Shifting Paradigms And The Market Adjustment

Around the middle of the year, St. Louis Federal Reserve President James Bullard revealed his new economic approach. He argued that during economic phases, or paradigms, economic relationships wee fairly stable, such as unemployment and inflation.  

We cannot predict when a new paradigm emerges. Economic forecasts must assume the continuation of whatever is the current paradigm. Bullard accepts the need for one more interest rate, perhaps next month to bring the Fed funds to a neutral target within the existing set of economic relationships. 

Investors see two trends which could very well portend a changing paradigm. First is reflation. It was clear that whichever candidate won the US presidential election, fiscal policy was set to turn more accommodative. Trump promised a large stimulus package, which included tax cuts as well as spending increases. The size of the package he talked about during the campaign, and his economic advisers are maintaining after the election, is on par with the February 2009 measures when the economy was in the throes of the credit-crisis-induced recession.   

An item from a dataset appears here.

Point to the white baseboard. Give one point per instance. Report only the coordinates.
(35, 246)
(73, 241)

The limits of monetary policy were gradually becoming recognized and emphasized by economists and policymakers. A few countries, such as Canada, led by a new Liberal government, provided modest fiscal support. The UK is also widely expected to increase government spending.  Investors anticipate that Hammond, the UK Chancellor the Exchequer, will outline an increase in infrastructure investment (rail and roads) in the Autumn Statement on November 23. Trump’s campaign rhetoric stands out for its size and the fact that it is for a US economy that is already growing near trend, which the Federal Reserve estimates near 1.8%. The inflationary implications of provided significant stimulus under such pre-existing conditions are not lost on investors.  

The other trend is toward nationalism and away from globalism, or integration. The UK decision (by a slight majority) to leave the EU and the election of the populist-right Trump as US president (where he secured the necessary electoral college votes but did not the most popular votes) are the first two steps on the trend, with the focus turning to Europe. For various reasons, beyond the scope of this note, polls appear to have failed in capturing the strength of nationalism and support for populist-right positions.  

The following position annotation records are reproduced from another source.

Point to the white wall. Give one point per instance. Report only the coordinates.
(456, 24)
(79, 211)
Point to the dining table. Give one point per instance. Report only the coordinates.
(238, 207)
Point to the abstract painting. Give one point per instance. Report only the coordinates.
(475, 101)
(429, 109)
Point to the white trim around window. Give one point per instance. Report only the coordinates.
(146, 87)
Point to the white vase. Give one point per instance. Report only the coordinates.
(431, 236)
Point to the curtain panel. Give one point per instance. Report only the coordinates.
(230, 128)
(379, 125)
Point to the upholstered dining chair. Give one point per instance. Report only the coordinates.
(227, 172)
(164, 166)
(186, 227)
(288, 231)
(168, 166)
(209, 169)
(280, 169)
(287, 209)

We have long argued Europe was a man-made construct more than a geographic entity defined by Nature. Monetary union was similarly a political construct and was designed to cope with the reunification of Germany. We were able to help navigate the troubled waters when many thought that a Greek exit was imminent by appreciating the significance of political considerations, including will. The trend toward nationalism, if that is what it is, questions precisely that political will.